Hinter diesem Ansatz stehen eine konzeptionelle, eine strategische und eine normative Absicht. Der konzeptionelle Ansatz sollte den Blick von den Emissionswerten der Industrien (Output) auf den Verbrauch an Stoffen (Input) lenken und die Einsparungen im Stoffverbrauch messen. Strategisch gesehen sollte in der Studie überzeugend dargestellt werden, daß die geforderten Reduktionen bei entschlossenem Handeln realisierbar sind. Die normative Absicht dagegen war es, die erarbeiteten Reduktionsziele als maß- und regelgebende Größen zu formulieren, an denen zukünftige umweltpolitische Strategien gemessen werden müssen. Dadurch könnten belegbare Aussagen über den Erfolg solcher Strategien gemacht werden.
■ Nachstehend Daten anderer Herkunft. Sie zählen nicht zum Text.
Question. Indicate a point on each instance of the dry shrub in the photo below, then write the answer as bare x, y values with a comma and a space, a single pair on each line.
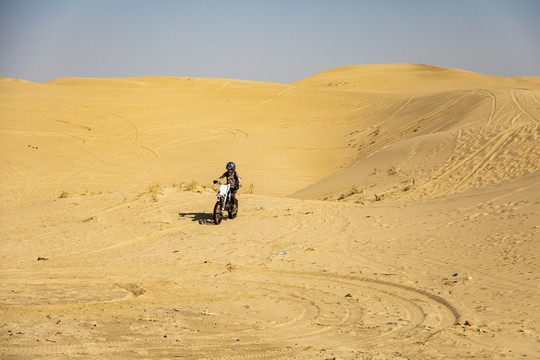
155, 190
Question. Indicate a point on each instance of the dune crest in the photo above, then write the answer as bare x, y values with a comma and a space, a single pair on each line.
387, 211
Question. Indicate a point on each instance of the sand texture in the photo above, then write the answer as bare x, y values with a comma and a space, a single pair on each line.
387, 212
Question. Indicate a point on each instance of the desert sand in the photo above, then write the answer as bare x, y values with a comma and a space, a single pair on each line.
387, 212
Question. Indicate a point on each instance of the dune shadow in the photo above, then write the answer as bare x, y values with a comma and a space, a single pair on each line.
201, 218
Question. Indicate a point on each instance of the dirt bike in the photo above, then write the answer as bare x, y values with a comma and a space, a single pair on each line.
224, 202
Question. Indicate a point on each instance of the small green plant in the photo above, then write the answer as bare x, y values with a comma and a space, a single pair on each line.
192, 186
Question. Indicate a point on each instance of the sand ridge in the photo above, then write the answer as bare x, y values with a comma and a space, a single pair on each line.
388, 211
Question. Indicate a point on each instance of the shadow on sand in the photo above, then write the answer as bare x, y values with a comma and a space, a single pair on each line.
201, 218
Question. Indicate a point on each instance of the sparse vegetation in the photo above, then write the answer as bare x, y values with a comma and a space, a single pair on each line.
154, 191
63, 195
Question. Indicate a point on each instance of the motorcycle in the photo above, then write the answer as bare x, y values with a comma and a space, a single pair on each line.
224, 203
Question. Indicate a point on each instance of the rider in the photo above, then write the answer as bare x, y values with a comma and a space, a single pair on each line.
232, 178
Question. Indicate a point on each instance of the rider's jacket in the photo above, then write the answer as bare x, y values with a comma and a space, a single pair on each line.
232, 179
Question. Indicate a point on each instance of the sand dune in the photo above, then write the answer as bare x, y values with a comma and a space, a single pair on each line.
387, 211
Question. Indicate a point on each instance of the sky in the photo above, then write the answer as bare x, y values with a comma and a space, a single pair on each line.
277, 41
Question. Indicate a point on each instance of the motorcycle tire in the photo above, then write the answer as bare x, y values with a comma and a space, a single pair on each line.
217, 213
232, 215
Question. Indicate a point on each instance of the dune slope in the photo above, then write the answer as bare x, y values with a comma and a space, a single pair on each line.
387, 211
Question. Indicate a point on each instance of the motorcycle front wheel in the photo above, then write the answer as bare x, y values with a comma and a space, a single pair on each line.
217, 213
232, 214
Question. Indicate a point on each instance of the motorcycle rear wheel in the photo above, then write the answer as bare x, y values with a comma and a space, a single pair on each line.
217, 213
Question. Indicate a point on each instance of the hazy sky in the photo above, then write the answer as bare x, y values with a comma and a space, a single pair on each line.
266, 40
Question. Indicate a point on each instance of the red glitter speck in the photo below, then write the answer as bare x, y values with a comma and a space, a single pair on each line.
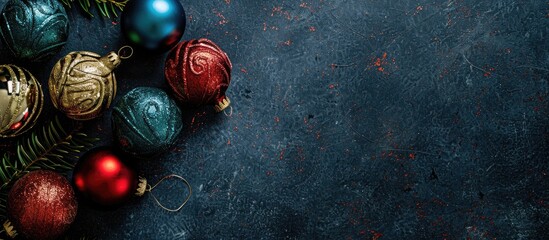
223, 20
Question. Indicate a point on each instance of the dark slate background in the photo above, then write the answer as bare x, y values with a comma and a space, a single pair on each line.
356, 119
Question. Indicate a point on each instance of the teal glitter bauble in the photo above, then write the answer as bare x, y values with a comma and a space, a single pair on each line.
146, 121
34, 29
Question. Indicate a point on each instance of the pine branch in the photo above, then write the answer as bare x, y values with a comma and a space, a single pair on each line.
50, 148
105, 7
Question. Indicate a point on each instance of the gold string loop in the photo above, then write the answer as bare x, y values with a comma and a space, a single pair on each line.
143, 187
121, 51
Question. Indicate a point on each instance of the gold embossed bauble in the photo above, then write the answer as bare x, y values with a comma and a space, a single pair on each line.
83, 85
21, 100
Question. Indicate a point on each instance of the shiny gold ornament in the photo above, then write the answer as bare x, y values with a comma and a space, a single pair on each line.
21, 100
83, 85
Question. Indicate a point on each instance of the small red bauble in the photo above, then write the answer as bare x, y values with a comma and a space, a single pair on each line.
42, 205
199, 73
102, 177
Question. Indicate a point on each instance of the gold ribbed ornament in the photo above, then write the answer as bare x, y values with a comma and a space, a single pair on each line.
82, 84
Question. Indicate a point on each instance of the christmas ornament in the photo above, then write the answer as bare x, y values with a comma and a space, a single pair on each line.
34, 29
199, 73
41, 205
155, 25
83, 84
146, 121
102, 177
21, 100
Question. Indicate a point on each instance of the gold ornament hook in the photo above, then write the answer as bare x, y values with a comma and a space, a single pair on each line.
121, 51
8, 228
144, 187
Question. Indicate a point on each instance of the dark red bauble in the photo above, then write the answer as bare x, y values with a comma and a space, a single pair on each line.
102, 177
42, 205
199, 73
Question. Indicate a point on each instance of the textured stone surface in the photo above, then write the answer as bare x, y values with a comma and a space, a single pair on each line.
350, 120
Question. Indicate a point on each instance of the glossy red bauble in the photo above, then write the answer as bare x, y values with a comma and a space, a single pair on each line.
199, 73
42, 205
102, 177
Von diesen drei Absichten ausgehend, begann die Studie zunächst mit einer quantitativen Darstellung, die dem Leser einen Überblick über die Umweltkrise verschafft und dadurch die geforderten Reduktionsziele begründet. Für die Frage nach dem Aussehen eines zukünftigen, ökologisch effizient orientierten Deutschlands geben diese Reduktionsziele dabei aber im besten Fall einen Handlungsrahmen vor; diese Frage kann also durch eine rein quantitative Darstellung nicht beantwortet werden, da in ihr nicht auf die individuellen menschlichen Motivationen, Emotionen und Ängste in Bezug auf ein unter ökologischen Gesichtspunkten umgestaltetes Deutschland eingegangen wird. Als Ursache dafür sieht Sachs die doppelte Reduktion, die die quantitative Darstellungsweise erfordert: Zum einen wird vom Gesellschaftlichen, in das jeder natürliche Vorgang eingebettet ist, abstrahiert. Die Konsequenz ist, daß die Umweltproblematik als Naturkrise erscheint und nicht als Gesellschaftskrise. Die zweite Reduktion erfolgt in Verkürzung der unendlichen Vielfalt der Natur auf die gemeinsam meßbaren Substrate (Energie, Stoffe, Fläche) der einzelnen Vorgänge. In genau dieser Verkürzung liegt der größte Vorteil der stofflich-quantitativen Darstellung der ökologischen Krise, denn indem sie die "unübersichtliche Welt" (S.22) der Naturvorgänge in meßbaren und geordneten Sachverhalten darstellt, ermöglicht sie objektive Aussagen, aus denen wiederum eindeutige und kontrollierbare Handlungsmaximen abgeleitet werden können. Dadurch wird ein Wissen aufgebaut, an dem sich die Umweltpolitik messen lassen muß.